12-15 year olds now allowed to get COVID vaccine

While+those+over+the+age+of+16+have+been+receiving+the+COVID+vaccine+since+the+beginning+of+2021%2C+it+was+only+recently+that+Pfzier+and+BioNTech+announced+that+12-15+year+olds+may+also+get+their+vaccine.+

Brian Higgins

While those over the age of 16 have been receiving the COVID vaccine since the beginning of 2021, it was only recently that Pfzier and BioNTech announced that 12-15 year olds may also get their vaccine.

Aarya Oswal, Staff Reporter

As days become longer and warmer, more and more people are looking forward to enjoying the nice weather outside with their friends. For some, this was not possible due to the pandemic. However, Pfizer/BioNTech recently announced that 12-15 year olds were given the green light to receive the vaccine that was previously only available to 16 year olds and older.

Sophomore Jessica Laighton is glad with the news that her age group is now allowed to get the vaccine and will get it as soon as she can to protect others as well as herself.

“I wanted to make sure I got my vaccine as soon as possible just because I want to make sure I’m staying safe, as well as protecting others,” Laighton said. “I knew it was the right thing to do to keep me and others safe, like there were many times I wanted to hang out with my best friend, but she lives with her grandma and I knew I could not live with myself if I ever got COVID-19 and spread it on to someone. I guess it just really put the whole situation into perspective. I hope they enforce wearing masks if not vaccinated and keep socially distancing.”

To be safe, eighth grader Aashi Oswal says that she will monitor how things are going for the 12-15 year olds who get the vaccine first.
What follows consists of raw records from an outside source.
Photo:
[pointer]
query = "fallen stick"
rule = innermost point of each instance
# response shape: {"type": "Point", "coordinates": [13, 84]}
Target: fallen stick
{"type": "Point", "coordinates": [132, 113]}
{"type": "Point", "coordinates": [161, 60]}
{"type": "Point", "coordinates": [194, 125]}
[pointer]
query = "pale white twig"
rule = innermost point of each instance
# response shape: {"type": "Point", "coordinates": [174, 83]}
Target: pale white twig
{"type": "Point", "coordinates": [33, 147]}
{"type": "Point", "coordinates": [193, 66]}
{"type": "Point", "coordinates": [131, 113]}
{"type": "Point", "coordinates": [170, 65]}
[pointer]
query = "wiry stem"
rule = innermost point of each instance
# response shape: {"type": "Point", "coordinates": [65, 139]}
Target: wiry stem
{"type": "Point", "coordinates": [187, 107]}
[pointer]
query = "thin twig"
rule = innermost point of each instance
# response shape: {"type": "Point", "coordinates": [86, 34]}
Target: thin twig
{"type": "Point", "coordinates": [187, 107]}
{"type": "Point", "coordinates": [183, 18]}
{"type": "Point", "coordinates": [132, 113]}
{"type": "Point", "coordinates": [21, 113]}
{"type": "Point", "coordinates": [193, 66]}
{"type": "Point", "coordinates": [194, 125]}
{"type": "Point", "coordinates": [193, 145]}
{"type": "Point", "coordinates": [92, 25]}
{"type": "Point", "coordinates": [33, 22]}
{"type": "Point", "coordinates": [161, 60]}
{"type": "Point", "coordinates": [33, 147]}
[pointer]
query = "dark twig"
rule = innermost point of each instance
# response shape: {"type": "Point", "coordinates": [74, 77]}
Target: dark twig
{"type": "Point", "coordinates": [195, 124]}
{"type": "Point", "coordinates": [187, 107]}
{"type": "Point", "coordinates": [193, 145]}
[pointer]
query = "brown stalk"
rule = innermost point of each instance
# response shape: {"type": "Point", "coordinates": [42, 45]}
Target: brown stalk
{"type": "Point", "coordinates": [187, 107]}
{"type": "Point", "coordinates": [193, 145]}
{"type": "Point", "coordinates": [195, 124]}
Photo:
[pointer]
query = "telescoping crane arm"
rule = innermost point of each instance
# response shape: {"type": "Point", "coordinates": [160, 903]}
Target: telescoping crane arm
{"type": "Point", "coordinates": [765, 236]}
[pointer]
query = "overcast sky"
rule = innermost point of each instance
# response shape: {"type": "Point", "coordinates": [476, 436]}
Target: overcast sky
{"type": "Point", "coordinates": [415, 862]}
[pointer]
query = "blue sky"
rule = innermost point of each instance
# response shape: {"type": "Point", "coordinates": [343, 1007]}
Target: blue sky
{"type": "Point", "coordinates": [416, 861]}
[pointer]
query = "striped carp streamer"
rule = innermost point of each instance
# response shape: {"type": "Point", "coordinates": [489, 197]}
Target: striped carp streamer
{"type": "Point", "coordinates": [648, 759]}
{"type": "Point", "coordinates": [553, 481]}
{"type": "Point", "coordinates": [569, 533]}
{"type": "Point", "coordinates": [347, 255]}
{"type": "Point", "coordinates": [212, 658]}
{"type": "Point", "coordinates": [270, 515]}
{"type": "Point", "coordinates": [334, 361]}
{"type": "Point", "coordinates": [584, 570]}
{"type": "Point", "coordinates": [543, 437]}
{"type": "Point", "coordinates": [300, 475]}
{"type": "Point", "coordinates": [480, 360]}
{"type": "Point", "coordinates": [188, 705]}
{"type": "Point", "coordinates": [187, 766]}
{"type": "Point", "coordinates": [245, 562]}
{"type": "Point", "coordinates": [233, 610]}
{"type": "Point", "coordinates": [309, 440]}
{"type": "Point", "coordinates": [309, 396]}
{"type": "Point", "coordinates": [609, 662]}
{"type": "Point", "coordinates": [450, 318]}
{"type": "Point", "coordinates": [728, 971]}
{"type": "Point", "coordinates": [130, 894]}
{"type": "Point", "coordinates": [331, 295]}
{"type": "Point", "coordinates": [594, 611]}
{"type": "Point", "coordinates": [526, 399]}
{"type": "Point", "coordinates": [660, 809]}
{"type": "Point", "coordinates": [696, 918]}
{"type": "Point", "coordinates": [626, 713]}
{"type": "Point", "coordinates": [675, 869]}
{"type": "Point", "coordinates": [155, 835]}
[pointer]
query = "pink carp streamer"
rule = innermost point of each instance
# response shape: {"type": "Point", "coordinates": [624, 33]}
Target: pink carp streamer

“I definitely will take it, but probably a few months down the line,” Aashi said. “I just want to see if anyone reacts poorly to it [medically]. If nobody develops a disorder or whatever like what happened to the six people who took [Johnson & Johnson] within a few months, I will for sure take it. I’m not really going anywhere over break, so I think that getting the vaccine in a month or two should be fine for me and those around me.”

Aashi’s mother agrees with her reasoning saying that it is a practical way to make sure the vaccine works on 12-15 year olds.

“We plan on giving her the vaccine towards the end of June or July because we don’t want anything to go wrong,” Oswal said. “I believe that everyone should get the vaccine though, because too many people have died and we need to stop those numbers from increasing.”

On the contrary, freshman Ian Garza states that he will not take the vaccine as he sees no point in taking it for himself.

I have been in close contact with covid multiple times, and never had symptoms and only had negative tests,” Garza said. “I also know that I am a healthy teenager who is not at high risk with covid. I believe that my body may be good at fighting it off since I did not get it, and that if I do get it I would have little to no symptoms,”

Garza also claims that while he will not partake in taking the vaccine, he believes that if someone wants to take it, they absolutely should.

“I just hope that everyone is able to have a choice on taking the vaccines or not, and that they are not able to force people to take it,” he said. “If you want to take it, then take it, but if you do not want to then you should not be able to be forced into it. I hope there are no side effects of the vaccine and that it is 100% safe, but I feel like the safe thing to do is to wait and see, as I do not believe it is something I personally need in the first place.”